At great inconvenience to himself, Biaggio held the door open to give Luigi more light in crossing the street. As he closed it and turned out the gas, he smiled to himself. "And each bottle of oil will cost thee ten cents more, friend. Business is business, and yesterday thy Vincenza returned the carrots because they were not fresh. Ecco!"
Back in his own room, Luigi folded the three notes neatly, while Vincenza watched him, her gray eyes wide with wonder.
"Marvelous, marvelous," she whispered just as Luigi had done, "to-night I thank the Virgin."
As Biaggio had foretold, the Lady in Fur came every day. Luigi did not understand all that she said, but he always listened politely and smiled, with his dark eyes and his lips and his glistening white teeth.

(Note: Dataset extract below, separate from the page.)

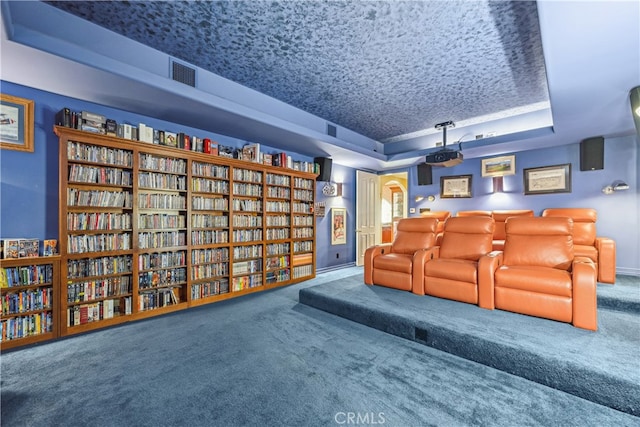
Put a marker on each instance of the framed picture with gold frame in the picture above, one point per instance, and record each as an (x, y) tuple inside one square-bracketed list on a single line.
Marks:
[(16, 123), (338, 226), (452, 187), (499, 166), (547, 179)]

It made her feel very old to see Luigi smile like that, when he had to live in one room with a leaking water pipe and a garbage can outside the door. Sometimes she was almost ashamed to offer the three dollars, and she was grateful for the gentle, sweet way Luigi accepted it.
Then one day when the air was thick with snow, and the air in the tenement halls cut like needles of ice and the lamps had to be lit at two o'clock, the Lady in Brown Fur came unexpectedly. She had found work for Luigi. She kissed the Little One, patted Vincenza's shoulder and shook hands with Luigi. Again and again she made him repeat the name and address to make sure he had it quite right. The Lady in Brown Fur was very happy. When she went Vincenza leaned far over the banisters with the lamp while Luigi called out in his soft, broken English, directions for avoiding the lines of washing below and the refuse piled in dark turns of the stairs. When the Lady in Brown Fur had disappeared Vincenza turned to Luigi.
"Of a surety, cara, the saints are good. Never before didst thou work before April. In the new house we will keep for ourselves two rooms.
"These people have the 'pull' even more than the alderman, Biaggio says," replied Luigi with a dreamy look in his eyes. "It may be that from this work I shall take three dollars each day."